# Satellit TV Newbie: Dish or DirectTV



## mraviator (Aug 25, 2008)

I'm sure everybody has their own opinion on this, but I'm an absolute newbie to satellite TV. Is there a major difference between Dish and DirectTV?

From what I can tell, the programming is similar, prices are similar, both off HD and DVR (which is what I need). Does one company have a better customer service, or reliability, or better future plans, or better signal quality, or better *insert here* over the other company?

Thanks for any info....
Michael


----------



## GaryPotter (Apr 12, 2008)

mraviator said:


> I'm sure everybody has their own opinion on this, but I'm an absolute newbie to satellite TV. Is there a major difference between Dish and DirectTV?
> 
> From what I can tell, the programming is similar, prices are similar, both off HD and DVR (which is what I need). Does one company have a better customer service, or reliability, or better future plans, or better signal quality, or better *insert here* over the other company?
> 
> ...


Both tend to suck when it comes to customer service. However, I'd go with Directv. Simply because it offers better picture quality, more room for growth in number of channels, and a better pricing structure. Plus Dish has been known to randomly drop channels at times.


----------



## woj027 (Sep 3, 2007)

Hey there, I bet you get lots of answers to this question.

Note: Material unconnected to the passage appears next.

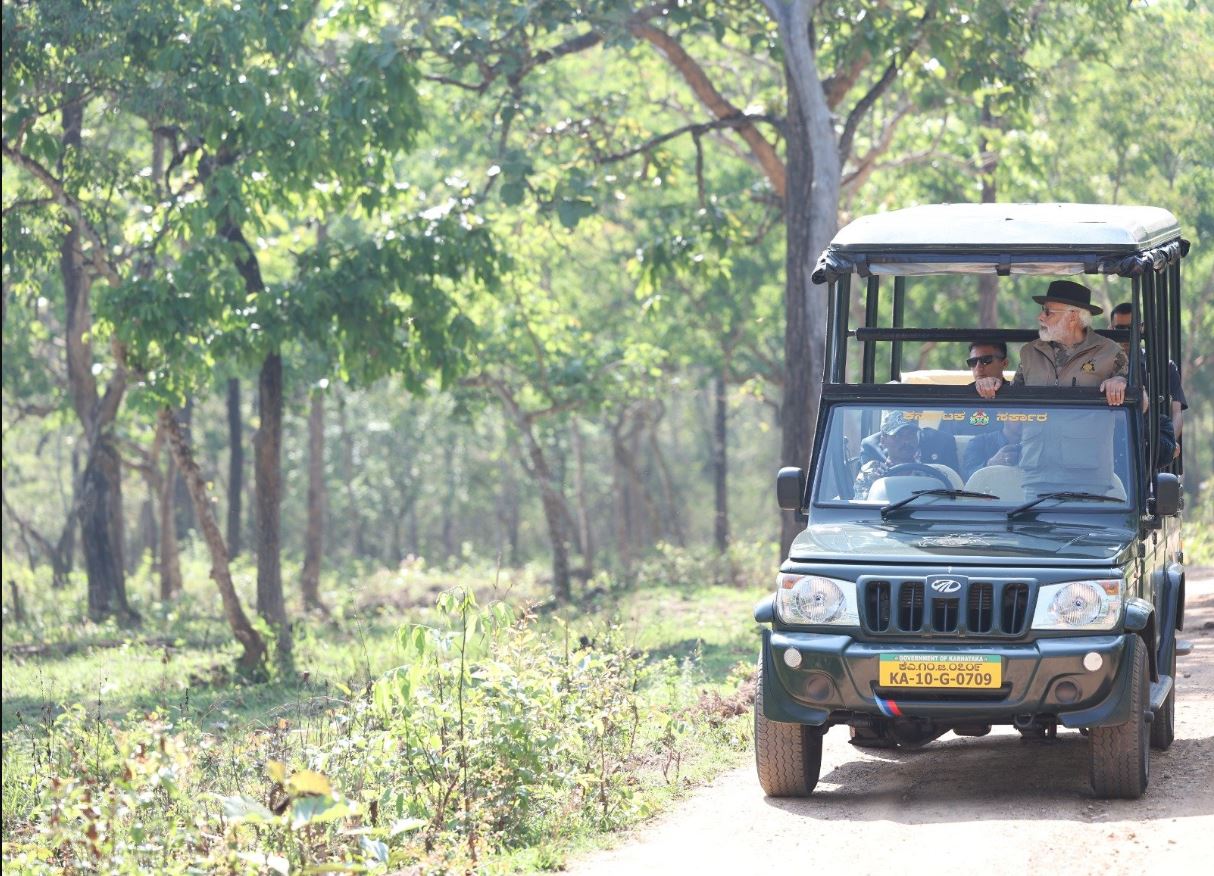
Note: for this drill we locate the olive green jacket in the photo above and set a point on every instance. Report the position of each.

I have only had DirecTV so I've got a big bias.

I am a DirecTV fan because of their Sports Programming. You can only get the NFL Sunday Ticket (all Sunday games) on DirecTV. You can get MLBEI (MLB Extra Innings) on DirecTV as well.

Everything else is fairly similar. DirecTV currently touts the most HD channels.
I like their HD DVR as well. My dad has Dish, and I don't like his DVR, but most of that is because it's Differrent. Like going to Britian and trying to figure out what side of the road to drive on.

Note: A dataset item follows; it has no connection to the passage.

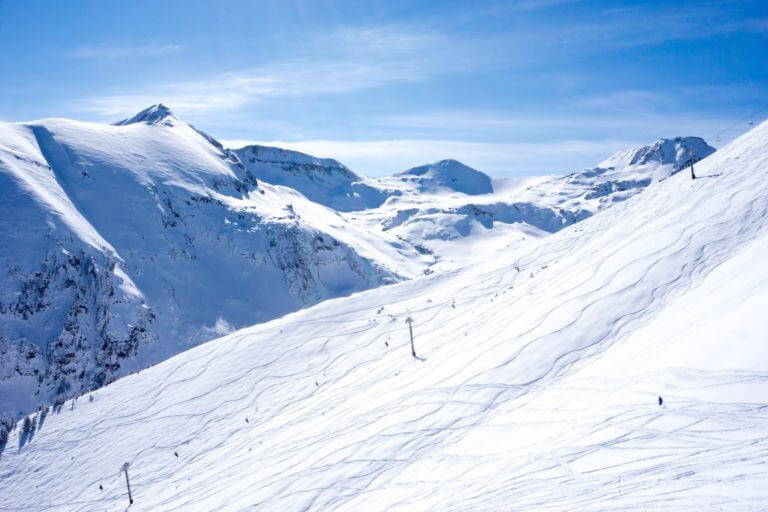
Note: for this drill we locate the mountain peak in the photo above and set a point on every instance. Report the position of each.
(154, 114)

I reccomend DirecTV to my friends too.

So, thats one of many answers you will get. Good luck 

The only thing I can say for certian is that HD TV rocks, so if you can invest in a HD TV, Satellite is definitely the way to go.


----------



## Nick (Apr 23, 2002)

Pretty much a toss-up, except that Dish has prettier trucks. 

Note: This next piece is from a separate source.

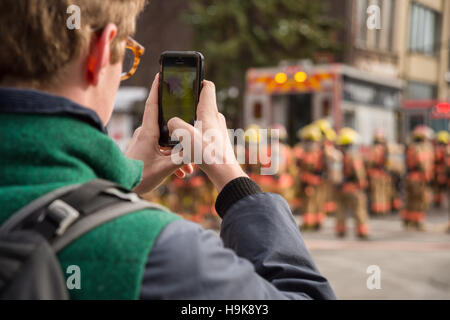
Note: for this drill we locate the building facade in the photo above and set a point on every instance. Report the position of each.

Oh, and then there's the HD DVR reliability thing. Dish has the rock-stable VIP 722
HD DVR, while Directv has a multiplicity of assorted boxes that garner 90% of the
posted user complaints on these DTH satellite boards. Why _anyone_ would want to
put up with that I don't know.

If it were me (and recently it was), I'd go for reliability, dependability and ease of use
over marketing assertions of huge (not hugh) channel numbers and bleeding-edge
features most peeps will seldom if ever use. After all, if what you want to do is watch
tv, you don't want to spend your time fussing over distracting technical issues.


----------



## tcusta00 (Dec 31, 2007)

Everyone has their bias. Understand that the people with issues will be louder than those without. Go into each forum for the HD DVR for each provider and you'll see a slew of complaints.

Go into the service department of a Chevy dealer and you'll see customers in and out all day. Do the same for a Mercedes dealer. Same.

It's all about how it's handled. I think the customer service from both companies leaves a lot to be desired. I think the DirecTV side has come a long way. I _personally_ haven't had an issue with my HD DVRs from DirecTV in over 6 months.

YMMW with each service. Look at the channels you want and decide from there. DirecTV will likely be launching new channels next month so you may want to wait and see what the offerings are at that time.


----------



## jclewter79 (Jan 8, 2008)

If you want a rocksoild DVR, Dish Network is the only way to go. Service is also a little cheaper with Dish also. Unless you are really into sports, I say Dish is the way to go.


----------



## jimmy_27320 (Aug 18, 2007)

I have had both and prefer Directv.
The picture quality is better with Directv; you can really see a difference in the color.
I have not had any problems with my Hr20; I have two of them.
I like Directv’s GUI much better than the Dish GUI. 
You have more HD channels with Directv.
Directv has better Customer Service, but who needs a CSR when you have the great folks at DBSTalk.
You have to be careful with Dish Network pricing also.

This is just my opinion.


----------



## MattDL (Aug 18, 2008)

In my experience:

DISH - builds their own hardware so they have always had better receivers, IMO. Their ViP722 HD/DVR is the highest rated by CNET and provides some pretty amazing features such as web-enabled VOD through the Homebox adapter (thousands of movie titles available this way). 

DISH also is the only one with a 100% HD package, so if you watch a lot of HD content then there is some advantage to going with DISH.

DirecTV - you are a sports fan, DirecTV offers more programming. NFL Sunday Ticket and MLB Extra Innings are available but very expensive. So you need to be a pretty die-hard fan. If you live in a very large home, DirecTV will allow you to have more receivers per account (DISH only allows 6 receivers, up to 12 tuners, per account) although the last I knew they still hadnt begun to offer a dual-tuner receiver yet, requiring more wires/cabling. 

Price wise they are both pretty comparable depending of course on which promotion you hit. Beware of lofty HD channel claims from either, as they include regional programming and PPV channels in their HD channel count. They have both been doing this for quite some time now.


----------



## jclewter79 (Jan 8, 2008)

Dish network offers many dual tuner receivers. All of the current SD and HD DVR's are dual tuner models. Most of the can operate 2 TV indepedently something that none of the Directv receivers can do.


----------



## jclewter79 (Jan 8, 2008)

All of the dual tuner dish network receivers are capable of operating with only one coax Dish Pro Plus technology predates SWM 8 technology by many years and is a standard item in current installations with no extra cost.


----------



## Grentz (Jan 10, 2007)

jclewter79 said:


> All of the dual tuner dish network receivers are capable of operating with only one coax Dish Pro Plus technology predates SWM 8 technology by many years and is a standard item in current installations with no extra cost.


That will be changing very soon as the SWM rollouts are in full swing. There is also no extra cost


----------



## jclewter79 (Jan 8, 2008)

Grentz said:


> That will be changing very soon as the SWM rollouts are in full swing. There is also no extra cost


That is great news, it is long overdue.


----------